Not-so-new C# Compiler Features

So a while back somebody asked what new compiler features were coming out for Whidbey that weren’t part of new language features.  Well you’ve already heard about Edit and Continue.  There’s also the really cool Refactoring built into the IDE and built off of the compiler’s source-code analysis.  As an attempt to improve the debugging experience for those of you with 500+ default.aspx files in your solution, they’ve added some hashes to the PDB files and improved file lookups to the debugger.  Partly to improve E&C but also to improve the overall debugging experience, the compiler has done some ‘de-optimization’ to the code (basically adding NOPs and storing more temporaries to locals).  Don’t worry none of this should impact the performance of your relase code as long as you remember to use /optimize+.
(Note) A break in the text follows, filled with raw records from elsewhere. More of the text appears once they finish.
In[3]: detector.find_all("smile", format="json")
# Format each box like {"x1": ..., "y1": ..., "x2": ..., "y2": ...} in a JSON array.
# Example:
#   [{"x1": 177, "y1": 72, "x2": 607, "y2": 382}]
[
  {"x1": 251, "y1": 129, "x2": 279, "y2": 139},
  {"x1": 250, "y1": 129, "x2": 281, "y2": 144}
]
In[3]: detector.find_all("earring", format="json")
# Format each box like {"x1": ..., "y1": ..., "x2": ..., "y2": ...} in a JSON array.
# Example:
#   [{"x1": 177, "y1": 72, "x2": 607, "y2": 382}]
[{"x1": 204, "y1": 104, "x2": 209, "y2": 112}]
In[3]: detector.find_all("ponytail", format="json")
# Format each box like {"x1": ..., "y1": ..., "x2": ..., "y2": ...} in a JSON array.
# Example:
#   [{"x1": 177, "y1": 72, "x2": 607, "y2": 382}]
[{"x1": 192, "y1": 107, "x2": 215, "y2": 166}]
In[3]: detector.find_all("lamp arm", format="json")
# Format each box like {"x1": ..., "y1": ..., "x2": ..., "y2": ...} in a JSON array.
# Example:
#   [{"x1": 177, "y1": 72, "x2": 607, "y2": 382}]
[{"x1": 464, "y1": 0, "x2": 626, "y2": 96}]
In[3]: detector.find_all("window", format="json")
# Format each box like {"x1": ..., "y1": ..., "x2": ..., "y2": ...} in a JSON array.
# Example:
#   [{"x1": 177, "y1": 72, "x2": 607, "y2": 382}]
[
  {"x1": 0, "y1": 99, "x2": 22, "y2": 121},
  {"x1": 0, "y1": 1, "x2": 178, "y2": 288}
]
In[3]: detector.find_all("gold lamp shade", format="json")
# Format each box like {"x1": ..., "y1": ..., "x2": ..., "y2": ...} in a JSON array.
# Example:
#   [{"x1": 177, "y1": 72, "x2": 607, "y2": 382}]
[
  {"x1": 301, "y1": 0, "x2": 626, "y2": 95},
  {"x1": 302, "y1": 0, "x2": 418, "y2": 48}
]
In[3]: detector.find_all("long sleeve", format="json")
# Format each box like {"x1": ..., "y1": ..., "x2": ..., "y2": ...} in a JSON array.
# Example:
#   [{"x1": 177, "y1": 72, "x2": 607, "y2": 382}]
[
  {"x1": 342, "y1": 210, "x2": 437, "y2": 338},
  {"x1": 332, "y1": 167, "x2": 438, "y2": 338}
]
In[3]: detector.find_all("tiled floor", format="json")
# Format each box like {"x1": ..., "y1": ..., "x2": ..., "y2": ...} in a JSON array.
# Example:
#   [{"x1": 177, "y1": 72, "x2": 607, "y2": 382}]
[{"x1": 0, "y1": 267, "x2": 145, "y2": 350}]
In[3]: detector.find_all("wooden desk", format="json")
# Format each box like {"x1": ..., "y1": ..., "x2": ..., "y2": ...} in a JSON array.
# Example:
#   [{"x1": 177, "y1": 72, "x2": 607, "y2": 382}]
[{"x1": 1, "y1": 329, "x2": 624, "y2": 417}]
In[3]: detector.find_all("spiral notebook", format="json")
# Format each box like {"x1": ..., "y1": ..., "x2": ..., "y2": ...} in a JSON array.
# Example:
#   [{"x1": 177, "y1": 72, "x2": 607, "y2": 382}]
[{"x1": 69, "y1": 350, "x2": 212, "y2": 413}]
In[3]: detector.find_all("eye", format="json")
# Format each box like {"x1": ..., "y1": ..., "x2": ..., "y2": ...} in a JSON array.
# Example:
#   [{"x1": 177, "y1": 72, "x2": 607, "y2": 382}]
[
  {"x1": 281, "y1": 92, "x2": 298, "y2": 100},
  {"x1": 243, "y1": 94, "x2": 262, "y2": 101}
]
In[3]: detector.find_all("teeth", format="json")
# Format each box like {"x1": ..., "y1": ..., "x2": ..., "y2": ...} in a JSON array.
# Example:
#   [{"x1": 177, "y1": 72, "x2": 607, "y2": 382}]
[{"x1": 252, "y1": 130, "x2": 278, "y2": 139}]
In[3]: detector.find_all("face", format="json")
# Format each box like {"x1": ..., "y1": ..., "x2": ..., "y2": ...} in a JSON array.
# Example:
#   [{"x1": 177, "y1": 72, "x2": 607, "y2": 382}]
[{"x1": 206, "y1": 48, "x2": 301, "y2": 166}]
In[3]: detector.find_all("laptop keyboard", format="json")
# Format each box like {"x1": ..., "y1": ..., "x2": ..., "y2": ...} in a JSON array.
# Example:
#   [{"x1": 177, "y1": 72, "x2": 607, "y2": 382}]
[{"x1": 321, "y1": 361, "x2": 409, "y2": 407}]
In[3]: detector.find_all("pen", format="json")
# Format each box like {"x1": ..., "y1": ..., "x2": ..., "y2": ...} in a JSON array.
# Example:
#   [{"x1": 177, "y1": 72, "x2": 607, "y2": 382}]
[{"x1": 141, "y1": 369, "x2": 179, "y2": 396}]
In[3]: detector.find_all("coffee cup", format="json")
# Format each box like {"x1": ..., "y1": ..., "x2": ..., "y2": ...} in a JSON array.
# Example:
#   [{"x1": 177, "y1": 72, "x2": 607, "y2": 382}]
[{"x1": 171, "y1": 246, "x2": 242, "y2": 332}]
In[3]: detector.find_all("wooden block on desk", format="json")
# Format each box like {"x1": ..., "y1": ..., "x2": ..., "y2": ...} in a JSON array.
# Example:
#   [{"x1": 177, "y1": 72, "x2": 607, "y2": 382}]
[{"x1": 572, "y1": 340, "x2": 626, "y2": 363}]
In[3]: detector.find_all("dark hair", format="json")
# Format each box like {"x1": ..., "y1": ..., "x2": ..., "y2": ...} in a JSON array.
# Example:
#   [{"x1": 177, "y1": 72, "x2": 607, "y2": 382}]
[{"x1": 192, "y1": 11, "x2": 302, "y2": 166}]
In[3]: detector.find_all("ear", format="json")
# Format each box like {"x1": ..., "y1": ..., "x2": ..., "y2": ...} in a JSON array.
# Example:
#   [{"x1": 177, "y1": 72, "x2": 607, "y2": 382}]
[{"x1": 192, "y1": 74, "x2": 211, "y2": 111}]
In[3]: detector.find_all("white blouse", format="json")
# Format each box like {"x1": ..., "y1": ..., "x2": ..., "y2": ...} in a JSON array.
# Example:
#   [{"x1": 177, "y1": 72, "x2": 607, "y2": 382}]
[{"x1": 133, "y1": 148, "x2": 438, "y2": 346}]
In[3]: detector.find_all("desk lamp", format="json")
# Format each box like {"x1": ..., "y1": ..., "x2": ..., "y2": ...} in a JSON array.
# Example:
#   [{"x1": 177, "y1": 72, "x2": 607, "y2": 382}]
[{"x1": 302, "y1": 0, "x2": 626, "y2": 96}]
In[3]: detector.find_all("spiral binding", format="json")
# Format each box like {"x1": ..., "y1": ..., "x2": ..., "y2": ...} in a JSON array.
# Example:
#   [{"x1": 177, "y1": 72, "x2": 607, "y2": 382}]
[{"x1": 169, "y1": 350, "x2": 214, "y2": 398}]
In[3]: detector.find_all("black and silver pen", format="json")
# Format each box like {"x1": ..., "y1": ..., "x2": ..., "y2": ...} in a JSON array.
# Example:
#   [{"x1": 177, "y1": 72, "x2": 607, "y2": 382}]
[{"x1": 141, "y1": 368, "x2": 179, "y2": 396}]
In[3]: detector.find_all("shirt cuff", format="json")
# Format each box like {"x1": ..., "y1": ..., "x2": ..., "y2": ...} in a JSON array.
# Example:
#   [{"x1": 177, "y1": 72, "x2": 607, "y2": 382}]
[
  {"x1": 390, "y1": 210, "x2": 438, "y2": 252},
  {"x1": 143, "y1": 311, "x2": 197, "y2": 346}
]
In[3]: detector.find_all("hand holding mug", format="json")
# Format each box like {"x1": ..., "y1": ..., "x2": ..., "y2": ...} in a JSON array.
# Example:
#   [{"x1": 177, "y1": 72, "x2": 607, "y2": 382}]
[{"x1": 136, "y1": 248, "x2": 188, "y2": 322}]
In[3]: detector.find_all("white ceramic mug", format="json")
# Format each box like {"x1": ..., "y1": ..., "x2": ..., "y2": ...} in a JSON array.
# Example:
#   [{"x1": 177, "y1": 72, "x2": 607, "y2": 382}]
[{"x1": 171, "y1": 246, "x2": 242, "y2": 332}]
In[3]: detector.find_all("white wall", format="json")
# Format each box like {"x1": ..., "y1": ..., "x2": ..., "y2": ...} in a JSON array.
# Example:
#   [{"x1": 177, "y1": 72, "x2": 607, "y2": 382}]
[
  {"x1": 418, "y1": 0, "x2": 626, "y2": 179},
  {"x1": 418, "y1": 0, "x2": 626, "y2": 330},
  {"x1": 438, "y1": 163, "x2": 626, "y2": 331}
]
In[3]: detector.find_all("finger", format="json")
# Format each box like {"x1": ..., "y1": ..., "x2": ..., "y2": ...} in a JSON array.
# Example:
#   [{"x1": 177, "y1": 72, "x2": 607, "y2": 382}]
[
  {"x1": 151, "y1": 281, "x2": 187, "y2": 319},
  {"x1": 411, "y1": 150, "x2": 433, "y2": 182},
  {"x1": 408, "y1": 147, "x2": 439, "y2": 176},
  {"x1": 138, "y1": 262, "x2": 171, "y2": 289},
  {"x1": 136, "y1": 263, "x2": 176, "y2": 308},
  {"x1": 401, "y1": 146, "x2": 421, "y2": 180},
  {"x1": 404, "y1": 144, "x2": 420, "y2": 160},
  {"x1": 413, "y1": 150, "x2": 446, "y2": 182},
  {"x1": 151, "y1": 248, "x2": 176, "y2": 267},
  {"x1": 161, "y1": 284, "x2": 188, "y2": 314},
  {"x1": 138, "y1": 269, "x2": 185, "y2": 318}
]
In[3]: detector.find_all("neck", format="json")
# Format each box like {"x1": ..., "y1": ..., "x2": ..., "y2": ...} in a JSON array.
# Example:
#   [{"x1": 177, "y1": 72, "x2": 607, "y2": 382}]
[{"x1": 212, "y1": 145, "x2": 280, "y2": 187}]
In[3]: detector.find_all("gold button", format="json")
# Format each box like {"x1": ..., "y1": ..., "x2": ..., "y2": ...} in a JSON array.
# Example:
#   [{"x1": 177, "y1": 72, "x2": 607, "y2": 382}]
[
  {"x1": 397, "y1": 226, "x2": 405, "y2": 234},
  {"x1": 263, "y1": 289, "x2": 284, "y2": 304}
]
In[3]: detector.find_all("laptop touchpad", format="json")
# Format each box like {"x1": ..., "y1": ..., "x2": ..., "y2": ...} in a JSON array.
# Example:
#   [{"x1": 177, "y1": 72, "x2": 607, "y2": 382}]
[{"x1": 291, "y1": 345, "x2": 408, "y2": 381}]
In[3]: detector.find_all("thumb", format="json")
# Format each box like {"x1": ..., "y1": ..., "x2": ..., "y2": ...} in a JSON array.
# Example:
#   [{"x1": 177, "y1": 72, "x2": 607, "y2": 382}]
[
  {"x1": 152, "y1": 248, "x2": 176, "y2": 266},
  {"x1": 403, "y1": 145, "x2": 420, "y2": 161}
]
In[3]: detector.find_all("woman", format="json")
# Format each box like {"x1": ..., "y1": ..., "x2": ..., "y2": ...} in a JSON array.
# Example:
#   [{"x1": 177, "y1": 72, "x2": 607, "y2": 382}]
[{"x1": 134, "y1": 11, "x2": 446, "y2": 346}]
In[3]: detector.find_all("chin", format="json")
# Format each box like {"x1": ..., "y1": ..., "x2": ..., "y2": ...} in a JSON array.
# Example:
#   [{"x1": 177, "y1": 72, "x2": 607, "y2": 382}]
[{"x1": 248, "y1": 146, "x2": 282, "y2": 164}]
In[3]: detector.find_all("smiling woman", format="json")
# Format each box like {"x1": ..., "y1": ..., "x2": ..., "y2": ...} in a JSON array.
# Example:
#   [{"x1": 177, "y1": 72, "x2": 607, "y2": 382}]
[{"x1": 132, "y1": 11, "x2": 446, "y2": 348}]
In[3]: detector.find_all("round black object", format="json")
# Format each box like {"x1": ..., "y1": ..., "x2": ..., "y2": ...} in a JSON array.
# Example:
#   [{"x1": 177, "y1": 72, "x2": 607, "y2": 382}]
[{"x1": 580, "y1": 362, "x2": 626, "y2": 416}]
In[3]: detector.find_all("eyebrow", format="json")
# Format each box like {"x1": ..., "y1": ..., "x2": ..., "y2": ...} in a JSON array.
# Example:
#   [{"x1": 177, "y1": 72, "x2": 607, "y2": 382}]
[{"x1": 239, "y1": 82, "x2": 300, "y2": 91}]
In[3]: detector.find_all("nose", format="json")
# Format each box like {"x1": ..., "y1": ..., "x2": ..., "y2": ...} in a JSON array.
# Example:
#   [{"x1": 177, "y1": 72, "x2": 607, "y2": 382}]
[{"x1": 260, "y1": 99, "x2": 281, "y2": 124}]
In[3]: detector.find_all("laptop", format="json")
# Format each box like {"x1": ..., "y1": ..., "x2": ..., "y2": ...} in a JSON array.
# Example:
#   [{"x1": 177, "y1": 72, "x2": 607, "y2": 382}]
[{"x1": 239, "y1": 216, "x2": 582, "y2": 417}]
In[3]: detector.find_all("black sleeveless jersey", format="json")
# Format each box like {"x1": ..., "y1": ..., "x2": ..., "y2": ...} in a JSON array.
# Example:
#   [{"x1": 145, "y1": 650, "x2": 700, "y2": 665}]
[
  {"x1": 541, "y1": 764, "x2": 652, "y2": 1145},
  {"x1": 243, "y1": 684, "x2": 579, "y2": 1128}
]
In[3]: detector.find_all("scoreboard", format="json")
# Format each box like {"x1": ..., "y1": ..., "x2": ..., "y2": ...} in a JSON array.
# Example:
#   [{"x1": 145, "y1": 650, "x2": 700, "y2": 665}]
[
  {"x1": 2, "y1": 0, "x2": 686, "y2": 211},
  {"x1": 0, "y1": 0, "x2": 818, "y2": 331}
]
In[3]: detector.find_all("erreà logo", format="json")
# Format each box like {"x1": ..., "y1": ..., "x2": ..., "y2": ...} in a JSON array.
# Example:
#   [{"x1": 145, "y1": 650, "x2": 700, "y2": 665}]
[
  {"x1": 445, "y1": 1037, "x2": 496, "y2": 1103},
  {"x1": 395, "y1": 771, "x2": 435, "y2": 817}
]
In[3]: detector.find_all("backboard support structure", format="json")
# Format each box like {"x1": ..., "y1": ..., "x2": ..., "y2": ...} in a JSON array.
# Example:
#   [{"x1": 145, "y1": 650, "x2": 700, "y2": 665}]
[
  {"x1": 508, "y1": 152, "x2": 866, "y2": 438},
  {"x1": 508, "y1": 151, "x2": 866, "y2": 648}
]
This does bring me to another question that somebody asked: what optimizations does the C# compiler do?  The answer is very few.  Most of them would fall into the category of flow-graph optimizations: remove branches to next, short circuit branches to branches, remove dead code, invert conditionals to eliminate branches around unconditional branches, etc.  It also does very basic constant folding, although you can easily thwart this by reordering the math (e.g. “4 + 5 + a” folds to  “9 + a”, but “4 + a + 5” stays the same).

You might ask why the compielr doesn’t do more.  Well I can see 2 reasons: if the compiler optimizes too much it will make the JIT work harder to perform its optimizations and any optimization that applies ot the C# compiler should be written in a way that all compilers targeting MSIL could share.  For the second reason most people prefer to put the optimization into the JIT.  My personal optinion is that this was a bad choice.  Why reoptimize stuff every time the code is run?  NGEN helps, but wouldn’t be nicer to just have a simple MSIL optimizer that performed classic dragon-book style machine independent optimizations?

Mike Montwill wrote a nice piece about the exact optimizations with real examples here.

Well enough for this post.  I’m still looking for things to write about.


[Edit: Added link to Mike’s aritcle]

Comments (5)

  1. kai says:

    just curious, but is there a reason why "4+a+5" is not folded to "9+a" ?

    (i’m somewhat familiar with compilers and ASTs)

  2. Grant says:

    Because the compiler does not attempt to do any commutings of operands, thus it sees no binary operator with all constant operands.

  3. There are some ideas for using Cecil

    to do IL level optimizations.

  4. y says:

    will ngen be available to end users?

  5. grantri says:

    Yes. It is already availble as part of the CLR redistributible.